DÜNYA YUVARLAKTIR

05.12.2011

                               
Dr. MEŞFEŞŞU Necdet Hatam
                                             
                                             
Lise yıllarımızdan münazaraları anımsayanlarınız vardır. Sınıflar arası, okullar arası karşılaşmalar olurdu. Bir konu seçilir ve ekiplerin tartışması istenirdi.

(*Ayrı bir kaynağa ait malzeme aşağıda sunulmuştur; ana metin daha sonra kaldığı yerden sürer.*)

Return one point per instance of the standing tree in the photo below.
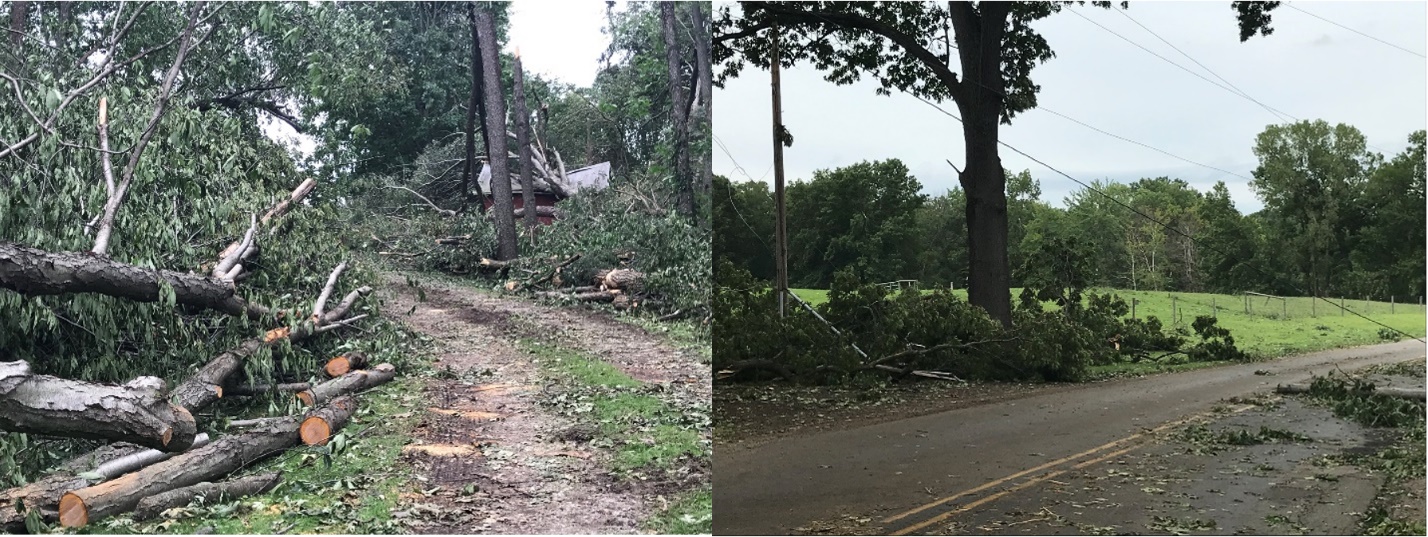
(496, 123)
(681, 113)
(908, 46)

Karşılaşmalar için görevlendirilmiş öğretmenlerinin yol göstericiliğinde günlerce, karşılaşma okullar arası ise aylarca hazırlanılırdı. Karşılaşma öncesi de okulun en büyük salonunda okul öğrencilerinin önünde provalar yapılırdı.

Ekipler karşıt iki görüşü tartışır, konusunu iyi savunamayan gruplar, daha iyi savunanlara, daha inandırıcı savunanlara karşı yenik sayılırlardı.

Ancak kimileyin tez seçimi o kadar kötü yapılırdı ki sonuç daha tartışma başlamadan bilinirdi.

Örneğin karşılaşan iki ekipten birinin “dünya yuvarlaktır” tezine karşı, “dünya tepsi gibi düzdür” tezini savunacak oluşunu bir düşünün. “Dünya düzdür” tezini savunacak ekiplerin tezlerini ne denli güzel savunurlarsa savunsunlar kazanmaları mümkün olabilir mi? Tezlerine temel olabilecek güçlü gerekçeler bulabilirler mi? Bilgili, donanımlı günümüz insanı dünyanın yuvarlak olmadığına nasıl inandırılabilinir?
Ben yenilerde değil,, ulusal sorunu bilinçli olarak tartışmaya başladığım, yani Ulusal Sorunumuzun çözümünün “dönüş” olduğunu savunmaya başladığım lise yıllarımdan beri karşı tezleri savunanları, “dünya düzdür”ü savunan ekiplere benzetirim. Dahası gerçekçi olarak irdelendiğinde dönüşün karşısında tutunamayanların durumunun “dünya düzdür”ü savunanlardan bile daha kötü olduğu, daha umutsuz olduğunun görüleceğine inanaırım.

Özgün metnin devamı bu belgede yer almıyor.